- Thursday, 24 May, 1956, 20:00 CET
- Teatro Kursaal, Lugano, Switzerland
- Lohengrin Filipello
- Rolf Liebermann
- Franco Marazzi
The first ever Eurovision Song Contest took place in Lugano, Switzerland, at the Teatro Kursaal, on 24th of May 1956.
The first ever contest
Inspired by the Italian Sanremo Festival, the idea to organise a pan-European musicial competition was born at a meeting of the European Broadcasting Union in Monaco in 1955. It was decided that the first ever Eurovision Song Contest would be hosted the following year in the Swiss resort of Lugano. The 1956 Eurovision Song Contest was primarily a radio show, although some cameras were taping the contest for the few Europeans who had a television set at that time.
Lohengrin Filipello hosted the programme, which lasted 1 hour and 40 minutes. The seven participating countries each submitted two entries. The songs of the contest were not to exceed three and a half minutes, and the performers were accompanied by an orchestra of 24 musicians, led by Fernando Paggi.

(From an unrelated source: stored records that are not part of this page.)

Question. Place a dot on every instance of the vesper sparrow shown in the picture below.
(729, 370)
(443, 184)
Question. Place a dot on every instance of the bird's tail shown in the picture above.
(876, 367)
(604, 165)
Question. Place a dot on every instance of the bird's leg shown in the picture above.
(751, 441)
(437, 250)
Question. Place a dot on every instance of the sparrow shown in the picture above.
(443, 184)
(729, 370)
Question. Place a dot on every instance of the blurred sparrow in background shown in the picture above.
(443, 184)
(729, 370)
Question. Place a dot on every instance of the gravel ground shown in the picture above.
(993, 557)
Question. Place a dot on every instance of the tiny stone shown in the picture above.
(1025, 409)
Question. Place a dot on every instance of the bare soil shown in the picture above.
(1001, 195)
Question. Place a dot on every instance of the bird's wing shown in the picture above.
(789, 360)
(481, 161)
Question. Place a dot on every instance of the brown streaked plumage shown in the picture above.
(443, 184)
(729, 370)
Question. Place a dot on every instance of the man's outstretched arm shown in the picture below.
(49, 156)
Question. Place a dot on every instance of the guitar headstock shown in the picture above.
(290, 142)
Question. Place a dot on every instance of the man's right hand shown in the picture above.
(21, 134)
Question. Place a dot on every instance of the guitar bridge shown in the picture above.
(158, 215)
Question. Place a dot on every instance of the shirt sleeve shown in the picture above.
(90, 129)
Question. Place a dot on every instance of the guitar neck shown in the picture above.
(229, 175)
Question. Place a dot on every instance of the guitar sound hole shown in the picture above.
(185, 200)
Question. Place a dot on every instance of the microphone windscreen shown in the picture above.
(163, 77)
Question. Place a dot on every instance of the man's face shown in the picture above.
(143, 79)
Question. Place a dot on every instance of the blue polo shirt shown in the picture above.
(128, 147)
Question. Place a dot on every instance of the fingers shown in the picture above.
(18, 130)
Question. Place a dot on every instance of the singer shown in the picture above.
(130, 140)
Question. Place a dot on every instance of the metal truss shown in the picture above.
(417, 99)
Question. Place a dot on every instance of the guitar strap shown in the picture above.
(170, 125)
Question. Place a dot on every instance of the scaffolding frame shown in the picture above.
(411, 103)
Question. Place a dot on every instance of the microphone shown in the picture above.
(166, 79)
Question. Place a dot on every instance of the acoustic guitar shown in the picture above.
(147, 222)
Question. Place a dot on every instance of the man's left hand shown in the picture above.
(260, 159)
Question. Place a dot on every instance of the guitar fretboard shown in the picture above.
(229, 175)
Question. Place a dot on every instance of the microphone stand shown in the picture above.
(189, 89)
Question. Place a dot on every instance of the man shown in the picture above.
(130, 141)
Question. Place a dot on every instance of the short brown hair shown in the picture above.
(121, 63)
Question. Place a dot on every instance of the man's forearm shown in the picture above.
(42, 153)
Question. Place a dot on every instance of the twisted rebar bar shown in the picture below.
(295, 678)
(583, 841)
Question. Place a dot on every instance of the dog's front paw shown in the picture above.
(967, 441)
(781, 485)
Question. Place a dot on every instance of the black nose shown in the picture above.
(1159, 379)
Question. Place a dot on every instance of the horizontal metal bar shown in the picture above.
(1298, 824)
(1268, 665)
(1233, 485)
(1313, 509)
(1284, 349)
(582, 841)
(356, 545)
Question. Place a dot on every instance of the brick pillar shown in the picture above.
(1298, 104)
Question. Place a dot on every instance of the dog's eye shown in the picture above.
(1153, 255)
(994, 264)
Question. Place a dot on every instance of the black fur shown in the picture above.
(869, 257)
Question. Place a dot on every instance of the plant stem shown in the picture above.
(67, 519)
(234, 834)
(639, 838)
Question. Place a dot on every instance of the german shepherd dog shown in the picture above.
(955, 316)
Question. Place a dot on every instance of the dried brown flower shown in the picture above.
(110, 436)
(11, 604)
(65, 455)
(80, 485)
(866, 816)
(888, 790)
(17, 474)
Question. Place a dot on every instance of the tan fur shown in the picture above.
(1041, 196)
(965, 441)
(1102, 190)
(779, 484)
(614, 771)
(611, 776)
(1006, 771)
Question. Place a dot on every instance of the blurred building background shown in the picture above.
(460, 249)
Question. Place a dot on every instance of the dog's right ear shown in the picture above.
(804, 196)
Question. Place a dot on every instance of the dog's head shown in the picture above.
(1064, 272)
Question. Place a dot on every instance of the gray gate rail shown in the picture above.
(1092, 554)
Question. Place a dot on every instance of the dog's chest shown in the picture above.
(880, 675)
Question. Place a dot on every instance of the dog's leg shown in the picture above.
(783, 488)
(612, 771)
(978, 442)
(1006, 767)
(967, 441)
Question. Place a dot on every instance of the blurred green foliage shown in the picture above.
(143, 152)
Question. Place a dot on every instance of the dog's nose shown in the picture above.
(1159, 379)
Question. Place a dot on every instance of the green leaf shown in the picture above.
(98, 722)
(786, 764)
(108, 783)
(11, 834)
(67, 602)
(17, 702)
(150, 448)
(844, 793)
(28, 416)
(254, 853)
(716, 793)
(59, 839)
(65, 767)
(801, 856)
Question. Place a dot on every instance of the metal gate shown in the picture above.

The winning song, as announced by the head of the jury, was Refrain, performed by Lys Assia from Switzerland (recent photo). Lys Assia is the only Swiss contestant to have ever won the Eurovision Song Contest, as Switzerland's other winner, Céline Dion, is French-Canadian.
Facts & figures
- The broadcasters from Austria, Denmark and the United Kingdom missed the deadline for participating in the first ever Eurovision Song Contest and only appeared one year later. Only solo artists were allowed to enter the contest. Groups were initially banned - a rule which would only be abolished in the 1970s;
- All participating countries sent two jury members to Lugano in order to vote secretly on the songs. The jury members from Luxembourg could not make it to Lugano, so the EBU allowed Swiss nationals to vote on their behalf. The juries were allowed to vote for whatever country they wished to, including their own;
- The scores of the voting have never been made public, leaving room for lots of speculation. Attempts to reconstruct the voting by interviewing jury members over the past five decades did not lead to any reliable outcome.